Best of luck and I would love to know which models & benchmarks you choose and why.

vwkd · 2 years ago
> when investigating models and evaluating interview candidates

Wow, just realized, in the future employers will mostly interview LLMs instead of people.

hackerlight · 2 years ago
> https://huggingface.co/spaces/mike-ravkine/can-ai-code-resul... - Also comprehensive, but primarily assesses Python and JavaScript.

I wonder why they didn't use DeepSeek under the "senior" interview test. I am curious to see how it stacks up there.

theLiminator · 2 years ago
I'm honestly more interested in anecdotes and I'm just seeking anything that can be a drop-in copilot replacement (that's subjectively better). Perhaps one major thing I'd look for is improved understanding of the code in my own workspace.

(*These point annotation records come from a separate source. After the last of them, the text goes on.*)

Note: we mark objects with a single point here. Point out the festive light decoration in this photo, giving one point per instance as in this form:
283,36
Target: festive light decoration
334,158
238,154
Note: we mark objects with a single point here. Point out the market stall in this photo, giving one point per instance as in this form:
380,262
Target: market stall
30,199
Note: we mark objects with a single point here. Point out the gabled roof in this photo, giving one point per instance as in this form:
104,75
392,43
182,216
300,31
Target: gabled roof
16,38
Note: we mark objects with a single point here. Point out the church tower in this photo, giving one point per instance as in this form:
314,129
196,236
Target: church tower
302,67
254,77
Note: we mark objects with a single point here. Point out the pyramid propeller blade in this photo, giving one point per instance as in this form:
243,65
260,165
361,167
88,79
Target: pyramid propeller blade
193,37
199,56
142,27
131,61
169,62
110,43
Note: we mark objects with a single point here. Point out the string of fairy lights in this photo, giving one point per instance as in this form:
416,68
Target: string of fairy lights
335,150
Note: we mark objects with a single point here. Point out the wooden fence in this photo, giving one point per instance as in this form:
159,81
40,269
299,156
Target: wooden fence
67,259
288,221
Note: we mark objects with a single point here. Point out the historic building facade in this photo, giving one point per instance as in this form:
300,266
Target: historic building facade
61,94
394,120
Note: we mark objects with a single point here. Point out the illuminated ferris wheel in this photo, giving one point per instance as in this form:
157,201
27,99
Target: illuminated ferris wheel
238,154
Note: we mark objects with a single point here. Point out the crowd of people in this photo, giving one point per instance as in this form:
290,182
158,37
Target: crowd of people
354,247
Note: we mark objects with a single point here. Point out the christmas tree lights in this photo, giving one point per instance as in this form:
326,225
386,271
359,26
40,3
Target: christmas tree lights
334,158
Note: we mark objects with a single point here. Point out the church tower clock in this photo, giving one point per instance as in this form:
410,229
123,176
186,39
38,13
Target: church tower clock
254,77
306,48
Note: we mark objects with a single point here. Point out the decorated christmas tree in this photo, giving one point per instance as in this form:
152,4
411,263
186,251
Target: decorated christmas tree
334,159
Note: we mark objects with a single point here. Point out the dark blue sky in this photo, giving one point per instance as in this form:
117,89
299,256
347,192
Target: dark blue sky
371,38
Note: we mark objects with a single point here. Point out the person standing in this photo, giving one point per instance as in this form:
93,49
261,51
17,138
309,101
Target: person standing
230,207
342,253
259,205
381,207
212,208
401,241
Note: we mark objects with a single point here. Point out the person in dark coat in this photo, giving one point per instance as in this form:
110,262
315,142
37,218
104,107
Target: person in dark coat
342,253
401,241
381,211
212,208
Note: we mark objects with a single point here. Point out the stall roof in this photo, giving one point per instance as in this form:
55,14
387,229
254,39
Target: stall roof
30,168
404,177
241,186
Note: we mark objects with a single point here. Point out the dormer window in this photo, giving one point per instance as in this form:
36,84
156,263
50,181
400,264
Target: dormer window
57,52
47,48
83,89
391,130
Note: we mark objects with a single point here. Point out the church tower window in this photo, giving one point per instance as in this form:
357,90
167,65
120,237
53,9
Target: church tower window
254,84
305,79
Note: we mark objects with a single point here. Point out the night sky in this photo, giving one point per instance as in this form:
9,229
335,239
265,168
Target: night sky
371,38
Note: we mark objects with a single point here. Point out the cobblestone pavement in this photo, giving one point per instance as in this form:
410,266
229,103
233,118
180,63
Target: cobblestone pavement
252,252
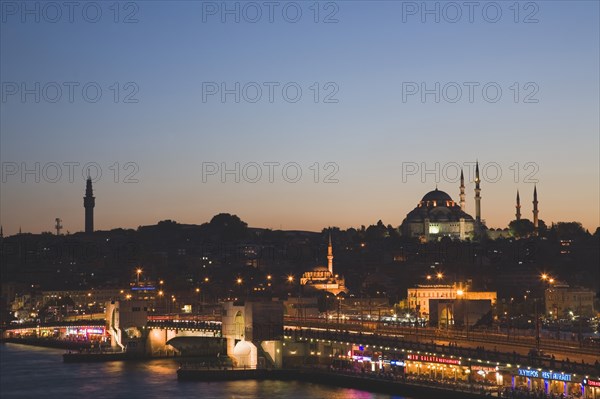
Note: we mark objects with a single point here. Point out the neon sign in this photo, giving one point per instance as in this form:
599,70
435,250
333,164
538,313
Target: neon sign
433,359
547,375
591,383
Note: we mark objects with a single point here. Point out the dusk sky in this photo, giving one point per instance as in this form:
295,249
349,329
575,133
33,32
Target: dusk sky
162,119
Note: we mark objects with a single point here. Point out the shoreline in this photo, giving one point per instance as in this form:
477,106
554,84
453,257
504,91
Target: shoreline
326,378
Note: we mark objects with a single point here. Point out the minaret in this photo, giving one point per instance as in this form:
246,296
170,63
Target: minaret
330,256
518,206
89,201
462,191
535,211
477,194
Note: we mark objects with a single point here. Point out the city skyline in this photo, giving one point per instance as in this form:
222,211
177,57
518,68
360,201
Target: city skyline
374,101
90,199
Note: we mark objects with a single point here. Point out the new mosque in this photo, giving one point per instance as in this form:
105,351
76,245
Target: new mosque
437,215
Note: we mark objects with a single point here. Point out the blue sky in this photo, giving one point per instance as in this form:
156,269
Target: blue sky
367,57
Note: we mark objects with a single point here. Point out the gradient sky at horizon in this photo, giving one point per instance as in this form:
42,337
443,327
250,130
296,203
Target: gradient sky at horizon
370,133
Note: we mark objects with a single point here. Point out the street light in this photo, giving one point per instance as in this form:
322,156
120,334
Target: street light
138,272
460,293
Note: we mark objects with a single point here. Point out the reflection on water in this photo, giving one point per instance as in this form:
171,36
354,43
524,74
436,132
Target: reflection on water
30,372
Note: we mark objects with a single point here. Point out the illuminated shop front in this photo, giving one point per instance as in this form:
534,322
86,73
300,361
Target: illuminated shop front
365,358
591,388
486,374
436,367
87,333
548,381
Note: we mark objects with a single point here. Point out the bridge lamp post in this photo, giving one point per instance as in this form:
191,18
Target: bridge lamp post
463,294
138,271
161,294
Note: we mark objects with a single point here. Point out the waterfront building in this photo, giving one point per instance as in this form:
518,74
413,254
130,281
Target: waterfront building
563,300
419,297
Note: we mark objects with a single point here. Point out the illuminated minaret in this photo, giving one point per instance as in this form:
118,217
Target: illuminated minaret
89,201
518,206
535,211
330,256
477,194
462,191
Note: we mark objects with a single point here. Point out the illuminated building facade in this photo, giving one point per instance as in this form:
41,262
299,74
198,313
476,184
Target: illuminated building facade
323,278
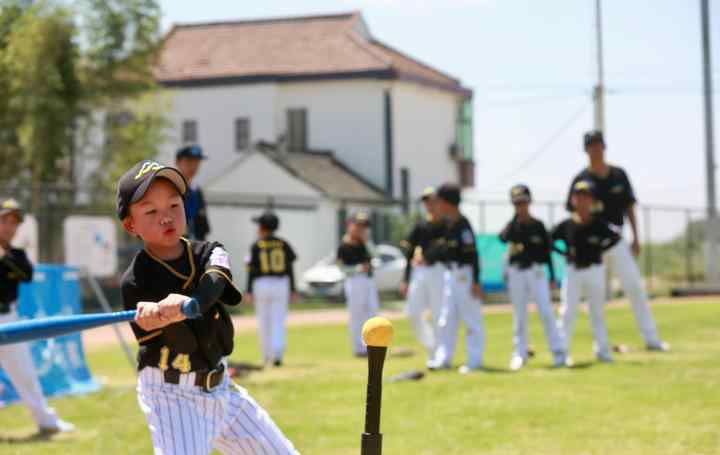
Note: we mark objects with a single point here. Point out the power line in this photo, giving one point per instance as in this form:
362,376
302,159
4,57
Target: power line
544,148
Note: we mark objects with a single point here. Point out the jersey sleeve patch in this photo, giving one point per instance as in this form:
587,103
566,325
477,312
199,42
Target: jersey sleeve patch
220,258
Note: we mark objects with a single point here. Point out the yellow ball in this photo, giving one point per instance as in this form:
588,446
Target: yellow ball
377,332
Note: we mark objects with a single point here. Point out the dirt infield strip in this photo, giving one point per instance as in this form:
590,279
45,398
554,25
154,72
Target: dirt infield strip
101,337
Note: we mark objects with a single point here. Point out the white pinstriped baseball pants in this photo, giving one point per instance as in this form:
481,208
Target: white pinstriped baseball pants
184,420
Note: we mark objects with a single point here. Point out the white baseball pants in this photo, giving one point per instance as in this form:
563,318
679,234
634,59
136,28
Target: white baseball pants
363,303
591,283
622,262
16,361
459,304
522,285
272,295
185,420
425,292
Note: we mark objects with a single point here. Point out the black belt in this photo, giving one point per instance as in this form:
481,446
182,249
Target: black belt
207,380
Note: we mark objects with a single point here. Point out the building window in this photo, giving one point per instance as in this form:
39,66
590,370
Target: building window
297,130
242,134
189,132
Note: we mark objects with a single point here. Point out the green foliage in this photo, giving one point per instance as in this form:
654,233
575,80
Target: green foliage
63,63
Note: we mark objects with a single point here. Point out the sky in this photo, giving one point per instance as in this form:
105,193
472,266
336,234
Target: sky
531,65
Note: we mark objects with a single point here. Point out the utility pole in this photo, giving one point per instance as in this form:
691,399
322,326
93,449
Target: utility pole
711,266
599,90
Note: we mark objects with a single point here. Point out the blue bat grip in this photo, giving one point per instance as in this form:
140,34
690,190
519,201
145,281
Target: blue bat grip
191,308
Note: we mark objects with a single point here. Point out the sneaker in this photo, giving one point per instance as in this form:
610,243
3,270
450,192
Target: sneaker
658,347
464,369
60,427
560,359
516,363
604,358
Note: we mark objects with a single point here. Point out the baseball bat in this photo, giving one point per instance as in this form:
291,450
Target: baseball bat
37,329
377,334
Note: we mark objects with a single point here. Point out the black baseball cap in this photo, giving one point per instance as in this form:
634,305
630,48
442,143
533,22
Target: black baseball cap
360,218
449,192
592,137
190,151
10,205
520,193
427,193
268,220
133,185
584,186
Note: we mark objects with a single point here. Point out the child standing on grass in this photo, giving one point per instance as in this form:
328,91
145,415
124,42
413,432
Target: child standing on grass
529,251
361,293
184,390
271,284
16,359
586,238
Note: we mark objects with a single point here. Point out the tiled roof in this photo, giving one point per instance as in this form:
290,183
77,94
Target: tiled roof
313,47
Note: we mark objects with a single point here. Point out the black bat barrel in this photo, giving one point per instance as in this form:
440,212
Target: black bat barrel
372,438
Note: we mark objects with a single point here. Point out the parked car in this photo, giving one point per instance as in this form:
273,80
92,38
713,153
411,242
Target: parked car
325,279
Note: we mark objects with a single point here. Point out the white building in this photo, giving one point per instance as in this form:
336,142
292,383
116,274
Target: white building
303,85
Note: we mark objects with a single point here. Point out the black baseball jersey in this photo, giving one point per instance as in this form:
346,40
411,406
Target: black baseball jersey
271,256
586,242
193,344
613,194
528,244
354,254
15,267
460,246
426,238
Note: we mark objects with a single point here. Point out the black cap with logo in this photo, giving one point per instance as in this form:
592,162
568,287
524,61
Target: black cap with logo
267,220
593,137
10,205
361,218
133,185
190,151
520,193
584,186
449,192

I honestly don't know what benchmarks to look at or even what questions to be asking.

Eisenstein · 2 years ago
When this 70b model gets quantized you should be able to run it fine on your 4090. Check out 'TheBloke' on huggingface and the llamacpp to run the gguf files.
coder543 · 2 years ago
I think your take is a bit optimistic. I like quantization as much as the next person, but even the 2-bit model won’t fit entirely on a 4090: https://huggingface.co/TheBloke/Llama-2-70B-GGUF

I would be uncomfortable recommending less than 4-bit quantization on a non-MoE model, which is ~40GB on a 70B model.

siilats · 2 years ago
We made a Jetbrains plugin called CodeGPT to run this locally https://plugins.jetbrains.com/plugin/21056-codegpt
bredren · 2 years ago
Are seamless conversations still handled, using the truncation method described in #68?

I was curious if some kind of summary or compression of old exchanges flagged as such might allow the app to remember stuff that had been discussed but fallen outside the token limit.

But possibly request key details lost during summary to bring them back into the new context.

I had thought chatgpt was doing something like this but haven’t read about it.